As frightening as that was at first, something awesome happened again and again. People understood. The feelings that I recognized in myself were pervasive. Every person I spoke to reflected back some of the self-doubt, the desire to perform, the fear of failure, the search for community and belonging or the challenges of living healthily that kept me on a first name basis with every barista in my neighbourhood. Many shared my coping mechanism, many spoke of other often more destructive strategies, and others still had not yet figured any way forward at all. Every single one of these incredible people: activists, caregivers, teachers, parents, and coworkers, carried the stress and pain of a dysfunctional society on their back and each, in their own way, was weighed down by it.
Mate’s writing is not really a guide for how to give up a substance or behaviour.
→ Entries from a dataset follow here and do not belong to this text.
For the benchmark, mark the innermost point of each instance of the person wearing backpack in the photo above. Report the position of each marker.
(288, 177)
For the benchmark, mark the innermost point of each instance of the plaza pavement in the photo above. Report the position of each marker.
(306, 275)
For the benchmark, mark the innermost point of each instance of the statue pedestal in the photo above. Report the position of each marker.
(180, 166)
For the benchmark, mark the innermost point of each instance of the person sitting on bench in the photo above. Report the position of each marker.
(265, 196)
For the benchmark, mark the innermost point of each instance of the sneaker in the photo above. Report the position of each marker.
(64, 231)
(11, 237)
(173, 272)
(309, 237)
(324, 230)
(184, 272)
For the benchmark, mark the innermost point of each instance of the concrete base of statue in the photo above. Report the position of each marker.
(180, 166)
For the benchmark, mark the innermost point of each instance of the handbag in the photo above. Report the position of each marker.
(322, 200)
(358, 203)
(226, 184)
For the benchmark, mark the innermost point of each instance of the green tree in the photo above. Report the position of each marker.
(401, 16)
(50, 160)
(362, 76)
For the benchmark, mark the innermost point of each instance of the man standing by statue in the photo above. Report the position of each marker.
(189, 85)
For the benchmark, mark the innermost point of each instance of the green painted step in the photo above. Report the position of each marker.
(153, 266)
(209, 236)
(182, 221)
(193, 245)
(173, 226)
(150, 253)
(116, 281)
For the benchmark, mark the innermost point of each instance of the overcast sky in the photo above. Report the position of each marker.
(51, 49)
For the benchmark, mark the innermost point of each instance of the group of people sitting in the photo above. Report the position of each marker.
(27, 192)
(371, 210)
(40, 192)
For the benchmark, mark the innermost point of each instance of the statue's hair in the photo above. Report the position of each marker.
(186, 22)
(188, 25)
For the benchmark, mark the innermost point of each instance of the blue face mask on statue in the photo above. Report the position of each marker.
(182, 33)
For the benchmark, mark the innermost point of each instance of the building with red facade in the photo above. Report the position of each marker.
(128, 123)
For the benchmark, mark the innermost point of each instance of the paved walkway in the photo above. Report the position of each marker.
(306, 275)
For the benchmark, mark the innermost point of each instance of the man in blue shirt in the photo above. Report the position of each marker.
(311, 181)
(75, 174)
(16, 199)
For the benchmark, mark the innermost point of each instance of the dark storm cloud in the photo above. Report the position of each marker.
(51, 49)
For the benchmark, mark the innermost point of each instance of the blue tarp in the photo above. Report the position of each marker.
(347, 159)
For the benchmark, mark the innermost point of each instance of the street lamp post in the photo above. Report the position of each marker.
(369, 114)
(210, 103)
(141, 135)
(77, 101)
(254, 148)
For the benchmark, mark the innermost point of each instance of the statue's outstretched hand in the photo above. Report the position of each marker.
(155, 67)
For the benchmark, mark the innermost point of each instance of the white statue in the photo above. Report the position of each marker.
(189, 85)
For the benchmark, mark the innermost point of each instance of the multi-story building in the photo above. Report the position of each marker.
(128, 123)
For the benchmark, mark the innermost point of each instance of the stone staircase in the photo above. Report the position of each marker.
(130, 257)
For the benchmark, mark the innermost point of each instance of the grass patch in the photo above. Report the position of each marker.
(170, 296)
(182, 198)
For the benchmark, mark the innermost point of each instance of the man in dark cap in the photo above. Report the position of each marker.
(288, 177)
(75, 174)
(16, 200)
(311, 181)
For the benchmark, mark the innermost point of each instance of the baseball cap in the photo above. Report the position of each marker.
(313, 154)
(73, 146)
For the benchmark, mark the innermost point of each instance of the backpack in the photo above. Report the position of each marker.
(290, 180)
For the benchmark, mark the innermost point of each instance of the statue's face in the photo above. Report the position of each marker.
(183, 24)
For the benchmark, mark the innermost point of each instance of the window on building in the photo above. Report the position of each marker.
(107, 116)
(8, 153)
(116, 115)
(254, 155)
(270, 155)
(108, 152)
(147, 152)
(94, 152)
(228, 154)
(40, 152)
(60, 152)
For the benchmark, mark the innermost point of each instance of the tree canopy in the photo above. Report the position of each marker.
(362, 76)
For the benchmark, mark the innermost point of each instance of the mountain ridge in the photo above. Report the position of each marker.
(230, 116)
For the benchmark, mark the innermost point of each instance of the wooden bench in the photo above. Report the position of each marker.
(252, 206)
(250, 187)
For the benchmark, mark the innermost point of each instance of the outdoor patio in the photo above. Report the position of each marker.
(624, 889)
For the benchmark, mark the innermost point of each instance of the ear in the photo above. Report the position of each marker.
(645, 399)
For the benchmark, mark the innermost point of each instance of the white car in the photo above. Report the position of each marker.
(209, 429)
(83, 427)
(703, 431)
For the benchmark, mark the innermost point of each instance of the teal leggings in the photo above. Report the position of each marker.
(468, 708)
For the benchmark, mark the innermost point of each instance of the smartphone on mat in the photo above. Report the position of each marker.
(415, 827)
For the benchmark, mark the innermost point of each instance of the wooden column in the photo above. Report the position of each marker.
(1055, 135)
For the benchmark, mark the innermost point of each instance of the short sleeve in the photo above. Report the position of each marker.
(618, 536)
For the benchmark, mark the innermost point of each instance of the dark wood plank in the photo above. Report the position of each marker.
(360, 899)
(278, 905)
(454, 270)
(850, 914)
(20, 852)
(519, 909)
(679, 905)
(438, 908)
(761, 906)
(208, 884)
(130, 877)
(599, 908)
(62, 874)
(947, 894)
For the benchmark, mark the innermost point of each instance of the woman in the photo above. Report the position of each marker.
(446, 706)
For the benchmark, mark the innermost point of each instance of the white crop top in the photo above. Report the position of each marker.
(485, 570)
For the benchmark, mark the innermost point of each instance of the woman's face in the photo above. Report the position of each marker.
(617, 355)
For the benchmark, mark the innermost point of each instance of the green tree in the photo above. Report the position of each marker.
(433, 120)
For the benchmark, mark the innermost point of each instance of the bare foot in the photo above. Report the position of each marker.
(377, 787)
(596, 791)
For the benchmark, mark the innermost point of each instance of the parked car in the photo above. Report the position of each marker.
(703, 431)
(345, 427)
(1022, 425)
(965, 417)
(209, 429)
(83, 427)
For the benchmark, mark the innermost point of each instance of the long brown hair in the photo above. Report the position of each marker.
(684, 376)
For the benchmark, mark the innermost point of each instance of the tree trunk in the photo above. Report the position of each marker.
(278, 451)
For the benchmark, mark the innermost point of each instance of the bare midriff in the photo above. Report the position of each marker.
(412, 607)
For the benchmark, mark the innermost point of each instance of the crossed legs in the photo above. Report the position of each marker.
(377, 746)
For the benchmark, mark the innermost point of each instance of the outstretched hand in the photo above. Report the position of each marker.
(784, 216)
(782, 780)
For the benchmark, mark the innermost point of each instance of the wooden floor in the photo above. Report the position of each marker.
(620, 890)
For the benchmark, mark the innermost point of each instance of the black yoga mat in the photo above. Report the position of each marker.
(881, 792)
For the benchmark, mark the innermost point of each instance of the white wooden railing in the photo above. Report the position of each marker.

Instead it’s a celebration of a culture of compassion in the face of stress and pain and, ultimately, a call to arms for undermining the societal sickness at its core so everyone can walk slightly further with a slightly lighter step.
I have been floored this last week to find that there is plenty of compassion to go around in my own circles so long as I am brave enough to ask for it. The best part of my now largely caffeine-free existence has been a powerful reminder of being together on a journey of muddling awkwardly, obliquely, into an uncertain life. No different than those best days at the coffee shop as a teen.
As for changing society, well, for the time being, you’ll find me at my desk, herbal tea in hand and darn proud to be part of a community that’s working on it.